Moving back to audio… even if we have properly designed the power supply that has all the energy we need to adequately power the signal devices, it’s not much use unless we construct that power supply in a way that will transfer the energy as quickly as possible to where it is needed. The industry standard is to use PC boards. While PC boards look neat and tidy, the thin traces and small solder joints definitely do not benefit the transfer of energy. By far, the best way to build a power supply for maximum energy transfer is to solder thick copper wire directly onto the capacitor taps. When you consider the thickness of the copper wire as opposed to PC board traces, copper wire has somewhere between ten to twenty times more capacity to conduct electrons than a PC board trace.
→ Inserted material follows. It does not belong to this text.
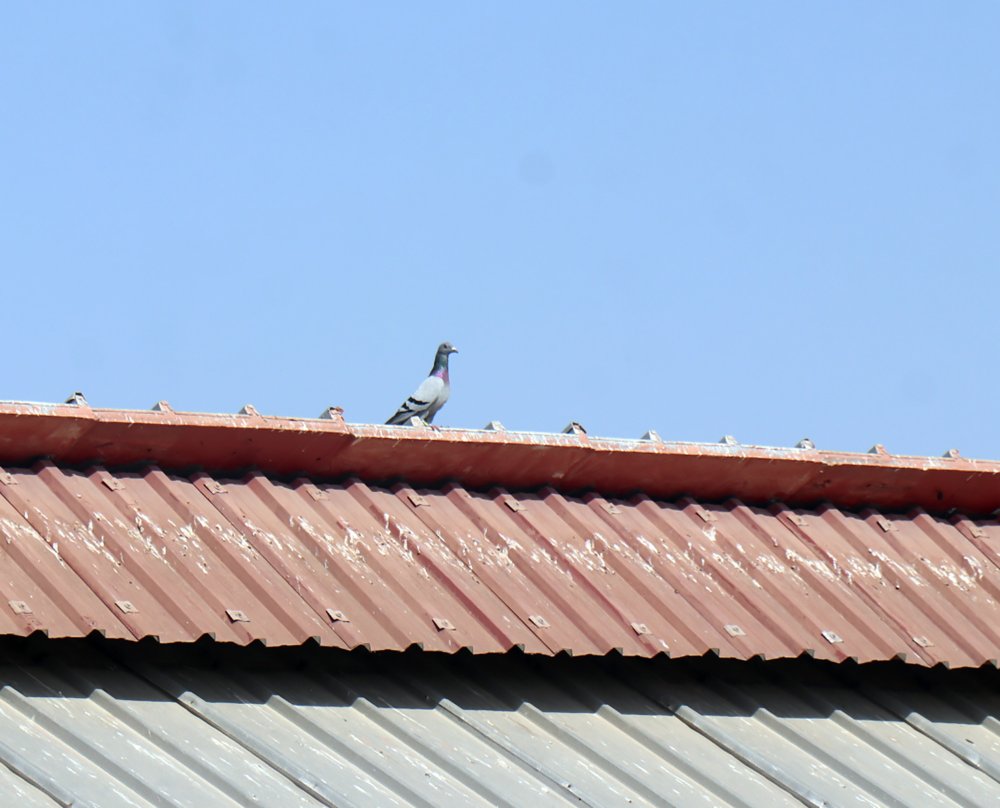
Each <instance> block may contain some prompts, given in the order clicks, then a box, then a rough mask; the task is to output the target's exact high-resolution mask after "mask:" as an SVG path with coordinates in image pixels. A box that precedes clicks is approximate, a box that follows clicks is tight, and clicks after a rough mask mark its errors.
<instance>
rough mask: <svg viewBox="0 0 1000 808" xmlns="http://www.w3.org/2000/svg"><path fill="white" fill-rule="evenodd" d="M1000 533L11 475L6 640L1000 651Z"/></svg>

Some would argue that using thick wire, ring terminals, and screw mount capacitors is equally effective, but this is not the case. The total contact surface area between the ring terminal and the screw mount isa mechanical contact. No matter how flat the surfaces are, there will be tiny gaps. You could help alleviate this issue by filling up the gaps with solder and pushing all the air out of the contacts, but it would take much more time and labor to construct, and since screw terminal capacitors are not meant to be soldered they would likely be damaged by the heat involved in soldering. Additionally, it’s simply not as effective a solution as just using directly soldered copper wire.
Another argument against soldering would be that solder is less able to conduct electrons than copper, silver and gold. This is absolutely true. For this reason, we make sure that every solder joint is bigger than the wire to ensure that so that the solder joint is capable of Maximum conductivity. The solder joints are as big as I can make them without making multi layered cold joints – cold solder joints are terrible for energy transfer and are not tolerated. Using large solder joints ensures that the ability to efficiently transfer energy is maintained.
There is a lot of information here to take in, but there relatively few key ideas to keep in mind. First and foremost, a well-built and properly designed power supply is a key element in producing the best musical results in a piece of audio equipment. I achieve these results by using transformers designed to tight tolerances – important, using much larger amounts of capacitance than normally would be found of in a component – very important, and most important of all – hand built construction using large copper wire conductors and advanced soldering techniques.